The DARPA accelerator gives research teams an average of $250,000 to hire an entrepreneurial expert to connect them with U.S. investors. The adviser stays with a team for one to two years. Though $250,000 doesn’t sound like much in comparison to multimillion or multibillion defense programs, that funding is vital to connecting critical futuristic technologies with U.S. investors, Gerst said.
“We’ve found that foreign investors are often talking to our researchers when they’re still in the university or in the lab before they’ve even spun something out and offering really compelling terms very early on,” she said.

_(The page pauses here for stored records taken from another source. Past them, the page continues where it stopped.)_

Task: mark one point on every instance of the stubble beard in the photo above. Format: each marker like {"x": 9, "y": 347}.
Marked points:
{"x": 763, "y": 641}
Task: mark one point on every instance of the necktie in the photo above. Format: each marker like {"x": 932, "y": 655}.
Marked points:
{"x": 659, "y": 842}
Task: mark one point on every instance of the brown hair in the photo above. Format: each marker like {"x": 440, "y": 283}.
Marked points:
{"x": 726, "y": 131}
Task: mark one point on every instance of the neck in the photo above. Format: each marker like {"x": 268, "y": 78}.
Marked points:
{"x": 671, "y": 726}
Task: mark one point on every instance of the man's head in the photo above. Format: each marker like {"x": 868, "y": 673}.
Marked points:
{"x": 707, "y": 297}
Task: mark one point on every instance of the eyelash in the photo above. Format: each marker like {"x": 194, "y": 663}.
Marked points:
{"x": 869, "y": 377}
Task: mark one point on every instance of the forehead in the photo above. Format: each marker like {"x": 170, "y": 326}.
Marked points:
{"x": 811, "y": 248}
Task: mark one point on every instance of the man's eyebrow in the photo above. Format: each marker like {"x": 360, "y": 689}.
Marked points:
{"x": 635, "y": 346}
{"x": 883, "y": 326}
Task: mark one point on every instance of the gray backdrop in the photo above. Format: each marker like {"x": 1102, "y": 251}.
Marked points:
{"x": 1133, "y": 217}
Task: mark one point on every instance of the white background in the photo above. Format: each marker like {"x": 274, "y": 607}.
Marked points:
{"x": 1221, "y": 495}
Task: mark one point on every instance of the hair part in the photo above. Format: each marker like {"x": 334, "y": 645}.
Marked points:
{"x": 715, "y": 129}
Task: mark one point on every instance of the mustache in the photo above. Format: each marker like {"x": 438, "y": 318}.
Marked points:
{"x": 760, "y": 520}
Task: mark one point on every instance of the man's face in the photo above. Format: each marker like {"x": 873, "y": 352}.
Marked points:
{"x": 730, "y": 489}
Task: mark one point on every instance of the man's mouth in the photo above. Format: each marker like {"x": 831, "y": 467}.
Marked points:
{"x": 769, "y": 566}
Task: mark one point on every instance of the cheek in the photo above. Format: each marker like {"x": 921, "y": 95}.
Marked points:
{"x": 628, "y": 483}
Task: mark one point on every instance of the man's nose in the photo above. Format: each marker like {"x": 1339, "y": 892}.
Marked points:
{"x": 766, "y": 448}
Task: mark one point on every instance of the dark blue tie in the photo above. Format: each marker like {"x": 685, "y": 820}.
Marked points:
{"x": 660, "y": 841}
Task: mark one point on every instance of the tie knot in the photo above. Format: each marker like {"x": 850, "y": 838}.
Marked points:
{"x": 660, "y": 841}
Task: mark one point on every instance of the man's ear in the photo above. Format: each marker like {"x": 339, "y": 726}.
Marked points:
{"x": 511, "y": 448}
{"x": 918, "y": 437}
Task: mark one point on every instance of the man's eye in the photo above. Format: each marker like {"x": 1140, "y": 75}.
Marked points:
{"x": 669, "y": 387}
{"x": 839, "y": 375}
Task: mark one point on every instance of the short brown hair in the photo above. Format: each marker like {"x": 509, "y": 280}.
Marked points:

Through its initial pilot, DARPA worked with several companies on projects for a range of issues — from COVID-19 to blood sampling. One business, named Embody, develops medical devices and therapeutics for tendon and ligament injuries, common injuries for military members. It received FDA approval for a surgical graft to mend soft tissues that resulted from DARPA-backed research.
The money from DARPA was transformative for Embody, according to CEO Jeff Conroy. He told C4ISRNET that his company had partnered with DARPA for several years, but used the funding it received largely for product development. Receiving money dedicated to business development boosted the company to the market.
“I was able to hire a commercial [-focused] person probably a year before I would have typically,” Conroy said. “That has really made a big difference, starting to think like a company that’s going to launch a product 18 months before the pilot is cleared, instead of six months before the product is cleared, really put us in position to get a fast start.”